Si chiamava Menandro, forse, non lo ricordo. Ma ricordo che la frase era all’inizio di una poesia di Leopardi ed era in greco. La professoressa ce l’aveva fatta imparare a memoria, perché aveva una fissa strana per la Grecia, oltre che per Leopardi. Avevo dimenticato la maggior parte delle cose che riguardavano la scuola, ma quello no.
Muore giovane chi agli dei è caro.
Dio a quanto pare voleva così bene a Niccolò che aveva deciso di portarlo via che lui ancora non aveva compiuto ventinove anni, pochi mesi prima della fine di quello schifo.
All’inizio ero arrabbiato, con Dio, ma poi mi sono detto che era tutta quanta una cavolata.
Non era stato Lui a prendersi Niccolò, semplicemente Niccolò stesso aveva deciso che era il momento, che non aveva più note per il suo violino, perché le aveva già usate tutte.
Si dice che ci si accorge di quanto si tiene ad una persona quando la si perde, ma io non me n’ero accorto per anni.
Quando tutto quello schifo finì mi resi conto di aver rimpianto solo la musica di Niccolò, che alla fine invero non ero stato amico suo, ma della sua musica, che quel noi non era mai esistito davvero, da parte mia. Avevo infranto la promessa ancor prima che iniziasse ad esistere.
Mi ero illuso di aver capito come fosse realmente Niccolò, di aver raggiunto il medesimo traguardo della persona da lui amata, ma avevo sbagliato.
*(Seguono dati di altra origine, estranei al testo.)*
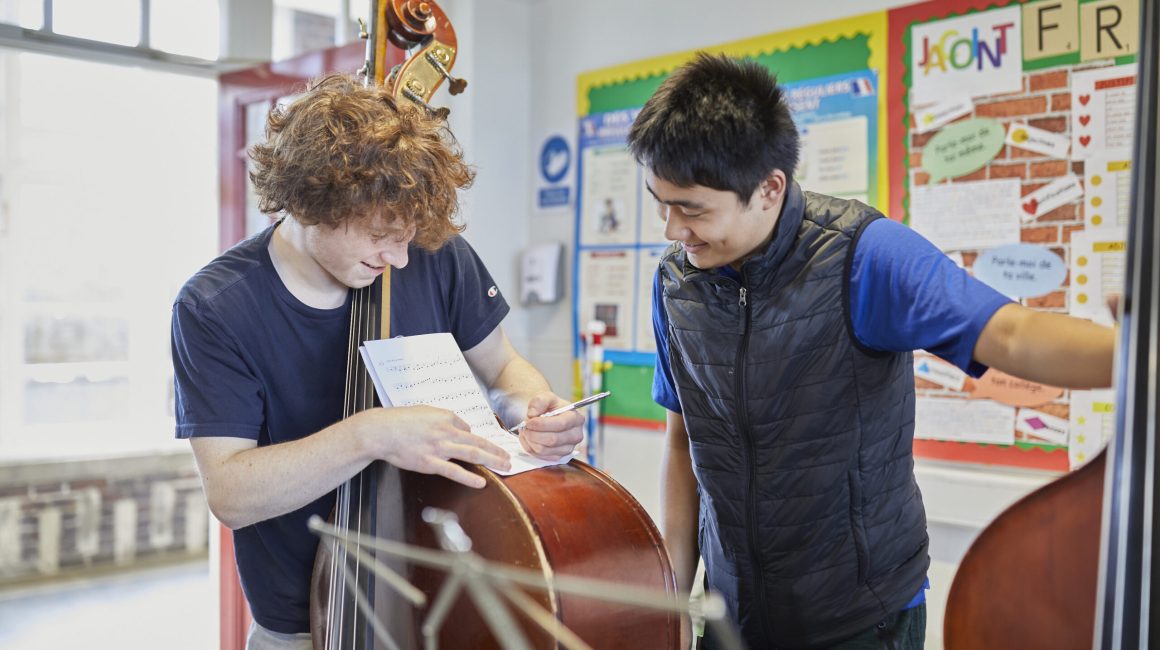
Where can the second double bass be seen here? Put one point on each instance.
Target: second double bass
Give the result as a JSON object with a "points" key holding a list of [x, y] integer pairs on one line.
{"points": [[563, 520]]}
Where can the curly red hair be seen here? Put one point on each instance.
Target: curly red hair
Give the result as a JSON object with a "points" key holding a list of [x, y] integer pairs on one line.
{"points": [[343, 152]]}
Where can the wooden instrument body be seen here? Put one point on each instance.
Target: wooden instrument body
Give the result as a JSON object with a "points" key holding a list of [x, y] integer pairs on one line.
{"points": [[1072, 565], [564, 520], [1029, 580]]}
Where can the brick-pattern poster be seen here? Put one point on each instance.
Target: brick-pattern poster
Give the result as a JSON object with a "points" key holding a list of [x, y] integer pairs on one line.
{"points": [[1007, 124]]}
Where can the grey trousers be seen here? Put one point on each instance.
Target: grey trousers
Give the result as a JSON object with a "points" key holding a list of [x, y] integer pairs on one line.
{"points": [[261, 638]]}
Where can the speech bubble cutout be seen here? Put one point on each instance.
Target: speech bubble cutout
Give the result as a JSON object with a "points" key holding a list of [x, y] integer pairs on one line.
{"points": [[1021, 271], [963, 147], [1013, 391]]}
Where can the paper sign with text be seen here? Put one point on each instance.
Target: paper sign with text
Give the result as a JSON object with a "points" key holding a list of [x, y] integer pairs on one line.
{"points": [[1050, 196], [1031, 138], [1021, 271]]}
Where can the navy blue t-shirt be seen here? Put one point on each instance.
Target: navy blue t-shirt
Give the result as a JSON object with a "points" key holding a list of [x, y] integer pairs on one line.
{"points": [[905, 295], [253, 361]]}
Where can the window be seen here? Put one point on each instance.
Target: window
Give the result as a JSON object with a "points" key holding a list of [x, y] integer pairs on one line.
{"points": [[185, 27], [303, 26], [108, 202], [28, 14], [178, 27]]}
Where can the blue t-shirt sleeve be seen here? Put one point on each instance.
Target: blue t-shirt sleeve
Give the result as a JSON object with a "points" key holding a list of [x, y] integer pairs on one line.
{"points": [[664, 389], [476, 307], [215, 391], [906, 295]]}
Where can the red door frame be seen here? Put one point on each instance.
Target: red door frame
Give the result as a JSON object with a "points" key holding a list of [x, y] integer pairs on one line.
{"points": [[262, 84]]}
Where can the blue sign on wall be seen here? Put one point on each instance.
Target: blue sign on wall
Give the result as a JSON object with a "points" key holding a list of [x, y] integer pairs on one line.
{"points": [[555, 159]]}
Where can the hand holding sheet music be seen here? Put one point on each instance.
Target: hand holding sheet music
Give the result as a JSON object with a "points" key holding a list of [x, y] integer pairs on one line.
{"points": [[430, 369]]}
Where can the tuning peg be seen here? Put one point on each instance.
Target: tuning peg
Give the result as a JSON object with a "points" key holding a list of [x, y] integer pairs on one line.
{"points": [[441, 113], [455, 85]]}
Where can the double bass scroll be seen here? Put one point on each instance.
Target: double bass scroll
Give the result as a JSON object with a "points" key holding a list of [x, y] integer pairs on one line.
{"points": [[562, 520]]}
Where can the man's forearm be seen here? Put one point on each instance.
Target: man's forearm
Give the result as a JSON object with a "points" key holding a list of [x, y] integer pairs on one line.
{"points": [[514, 387], [679, 505], [260, 483], [1049, 348]]}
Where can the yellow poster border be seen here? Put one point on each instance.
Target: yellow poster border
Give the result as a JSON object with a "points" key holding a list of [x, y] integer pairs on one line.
{"points": [[871, 24]]}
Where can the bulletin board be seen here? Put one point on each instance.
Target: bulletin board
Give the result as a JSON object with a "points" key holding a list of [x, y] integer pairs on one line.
{"points": [[998, 129], [829, 72], [1009, 136]]}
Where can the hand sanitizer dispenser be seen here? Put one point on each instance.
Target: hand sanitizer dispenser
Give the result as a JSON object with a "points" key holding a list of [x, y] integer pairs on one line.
{"points": [[542, 274]]}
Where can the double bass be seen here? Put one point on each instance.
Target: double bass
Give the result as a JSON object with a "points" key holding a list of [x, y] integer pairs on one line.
{"points": [[1071, 565], [563, 520]]}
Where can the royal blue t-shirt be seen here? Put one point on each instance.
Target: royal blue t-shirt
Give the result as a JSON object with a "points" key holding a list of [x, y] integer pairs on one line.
{"points": [[905, 295], [252, 361]]}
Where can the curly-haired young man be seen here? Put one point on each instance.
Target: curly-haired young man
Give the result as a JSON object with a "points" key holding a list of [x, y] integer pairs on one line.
{"points": [[260, 336], [784, 324]]}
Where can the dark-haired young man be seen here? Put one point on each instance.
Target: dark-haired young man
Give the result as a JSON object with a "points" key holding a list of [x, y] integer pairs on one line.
{"points": [[785, 323], [260, 336]]}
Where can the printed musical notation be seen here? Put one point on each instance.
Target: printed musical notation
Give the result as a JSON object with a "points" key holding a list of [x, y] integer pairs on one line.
{"points": [[430, 369]]}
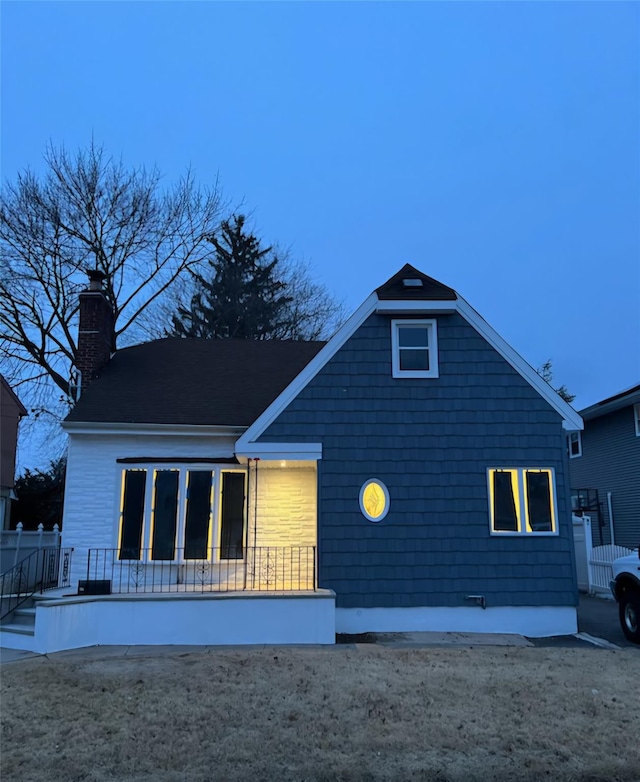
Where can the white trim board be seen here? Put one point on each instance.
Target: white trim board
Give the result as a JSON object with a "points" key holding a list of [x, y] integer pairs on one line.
{"points": [[291, 452], [101, 427], [570, 418], [531, 621]]}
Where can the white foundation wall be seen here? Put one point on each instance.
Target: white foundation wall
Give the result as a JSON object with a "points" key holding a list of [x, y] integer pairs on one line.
{"points": [[287, 507], [531, 621], [296, 618], [93, 483]]}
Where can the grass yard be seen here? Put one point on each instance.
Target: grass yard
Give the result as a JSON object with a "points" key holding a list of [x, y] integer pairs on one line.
{"points": [[370, 713]]}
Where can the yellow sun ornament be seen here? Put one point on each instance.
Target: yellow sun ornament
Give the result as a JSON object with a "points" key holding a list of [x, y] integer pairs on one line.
{"points": [[374, 500]]}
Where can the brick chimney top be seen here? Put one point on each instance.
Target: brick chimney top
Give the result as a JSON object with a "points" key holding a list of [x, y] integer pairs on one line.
{"points": [[95, 334], [96, 278]]}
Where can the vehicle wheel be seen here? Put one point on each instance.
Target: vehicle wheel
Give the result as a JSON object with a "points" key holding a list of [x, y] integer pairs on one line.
{"points": [[630, 615]]}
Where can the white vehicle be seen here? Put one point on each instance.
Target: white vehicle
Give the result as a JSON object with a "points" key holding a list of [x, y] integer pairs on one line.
{"points": [[626, 590]]}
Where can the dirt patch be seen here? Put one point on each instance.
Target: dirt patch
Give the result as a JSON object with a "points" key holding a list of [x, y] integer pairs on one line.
{"points": [[301, 714]]}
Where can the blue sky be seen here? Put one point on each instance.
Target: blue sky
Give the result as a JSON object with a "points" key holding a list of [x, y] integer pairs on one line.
{"points": [[493, 145]]}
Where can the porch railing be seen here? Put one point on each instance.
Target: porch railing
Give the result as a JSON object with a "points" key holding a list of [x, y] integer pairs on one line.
{"points": [[42, 570], [261, 569]]}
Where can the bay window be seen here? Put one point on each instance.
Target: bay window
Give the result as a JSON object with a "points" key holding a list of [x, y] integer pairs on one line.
{"points": [[178, 513]]}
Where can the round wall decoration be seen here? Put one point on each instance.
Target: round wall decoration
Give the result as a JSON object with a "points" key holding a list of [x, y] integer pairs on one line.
{"points": [[374, 500]]}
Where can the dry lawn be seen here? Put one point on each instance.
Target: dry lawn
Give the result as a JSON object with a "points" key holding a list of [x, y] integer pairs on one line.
{"points": [[370, 713]]}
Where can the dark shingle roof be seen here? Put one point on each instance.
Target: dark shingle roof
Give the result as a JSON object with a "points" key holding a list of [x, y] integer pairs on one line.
{"points": [[429, 290], [193, 381]]}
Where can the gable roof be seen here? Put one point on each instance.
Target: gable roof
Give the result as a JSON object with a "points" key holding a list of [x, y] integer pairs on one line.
{"points": [[419, 286], [622, 399], [11, 394], [226, 382], [429, 298]]}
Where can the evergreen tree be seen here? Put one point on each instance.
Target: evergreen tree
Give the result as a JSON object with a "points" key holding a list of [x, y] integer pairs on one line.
{"points": [[250, 295], [546, 373]]}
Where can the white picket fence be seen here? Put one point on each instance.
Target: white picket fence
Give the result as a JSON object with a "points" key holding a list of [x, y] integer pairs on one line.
{"points": [[594, 563]]}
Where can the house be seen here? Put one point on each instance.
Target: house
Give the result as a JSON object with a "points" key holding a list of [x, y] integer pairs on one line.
{"points": [[604, 468], [11, 411], [409, 474]]}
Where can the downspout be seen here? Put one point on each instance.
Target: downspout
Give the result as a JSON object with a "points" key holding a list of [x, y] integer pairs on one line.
{"points": [[610, 509], [246, 529], [255, 505]]}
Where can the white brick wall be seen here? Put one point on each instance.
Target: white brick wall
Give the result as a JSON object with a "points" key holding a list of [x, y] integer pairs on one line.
{"points": [[92, 491], [286, 497], [287, 501]]}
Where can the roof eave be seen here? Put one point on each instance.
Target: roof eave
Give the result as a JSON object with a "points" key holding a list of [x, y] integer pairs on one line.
{"points": [[129, 428]]}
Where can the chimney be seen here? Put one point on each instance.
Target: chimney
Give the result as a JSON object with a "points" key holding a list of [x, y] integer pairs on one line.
{"points": [[95, 332]]}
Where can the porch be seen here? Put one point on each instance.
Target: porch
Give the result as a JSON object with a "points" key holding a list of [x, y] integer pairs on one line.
{"points": [[222, 569]]}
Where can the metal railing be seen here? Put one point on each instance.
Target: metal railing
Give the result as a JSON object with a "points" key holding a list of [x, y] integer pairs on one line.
{"points": [[261, 569], [45, 569]]}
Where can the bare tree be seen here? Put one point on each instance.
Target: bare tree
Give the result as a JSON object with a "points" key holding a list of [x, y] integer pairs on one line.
{"points": [[89, 211]]}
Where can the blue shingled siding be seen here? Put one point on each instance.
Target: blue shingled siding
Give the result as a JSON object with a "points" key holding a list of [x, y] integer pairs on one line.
{"points": [[431, 442]]}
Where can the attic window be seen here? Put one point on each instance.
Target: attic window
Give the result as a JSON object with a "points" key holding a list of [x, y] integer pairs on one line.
{"points": [[414, 347], [575, 445]]}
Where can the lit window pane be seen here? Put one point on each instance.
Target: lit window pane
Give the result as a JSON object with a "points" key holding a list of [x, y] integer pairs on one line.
{"points": [[505, 518], [196, 533], [414, 359], [539, 501], [132, 514], [413, 337], [165, 514]]}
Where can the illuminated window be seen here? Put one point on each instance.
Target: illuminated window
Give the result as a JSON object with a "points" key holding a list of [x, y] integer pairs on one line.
{"points": [[177, 513], [575, 444], [522, 502], [374, 500], [414, 348]]}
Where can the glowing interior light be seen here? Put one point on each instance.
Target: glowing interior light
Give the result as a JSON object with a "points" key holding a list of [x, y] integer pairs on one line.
{"points": [[374, 500]]}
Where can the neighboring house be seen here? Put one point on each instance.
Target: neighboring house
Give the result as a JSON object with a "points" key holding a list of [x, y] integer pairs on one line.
{"points": [[11, 411], [604, 465], [409, 474]]}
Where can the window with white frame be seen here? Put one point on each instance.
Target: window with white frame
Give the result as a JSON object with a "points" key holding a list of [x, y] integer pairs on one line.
{"points": [[414, 345], [180, 513], [522, 501], [575, 444]]}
Avevo sbagliato di grosso, come tutti gli altri, e Niccolò lo sapeva.
Non sarebbe mai rimasto in mezzo alla strada se avesse visto in me qualcuno capace di comprenderlo come la persona che amava, se avesse visto in me qualcuno con cui era possibile ricominciare da zero, di nuovo, tutto d’accapo, con cui era certo di potersi gettare nel baratro.
Si sarebbe trovato un rifugio con me, e quella melodia non sarebbe stata il suo addio al mondo.
Ma aveva capito che non poteva fare una cosa simile, si era convinto che non ci sarebbe più stato qualcuno capace di amare lui e non la sua musica, che non esistevano altri in grado di vedere l’anima del violino, di scorgere un particolare così piccolo.
Aveva capito che se si fosse spinto più in là, per un motivo che non comprendo, la sua vita sarebbe divenuta solo tempo e nient’altro, come quella di tutti gli altri.
Il mondo sarebbe cambiato e Niccolò e il suo violino scheggiato non erano pronti.
I violinisti comuni facevano musica, lui qualcosa di diverso. Qualcosa che non esisteva, che Niccolò estraeva dal cappello a cilindro all’improvviso e ti toglieva il fiato.
Speravo avrebbe continuato a soffocarmi per sempre.
Ma la Natura non ti permette di essere genio e felice.
Per questo l’anima del violino era caduta.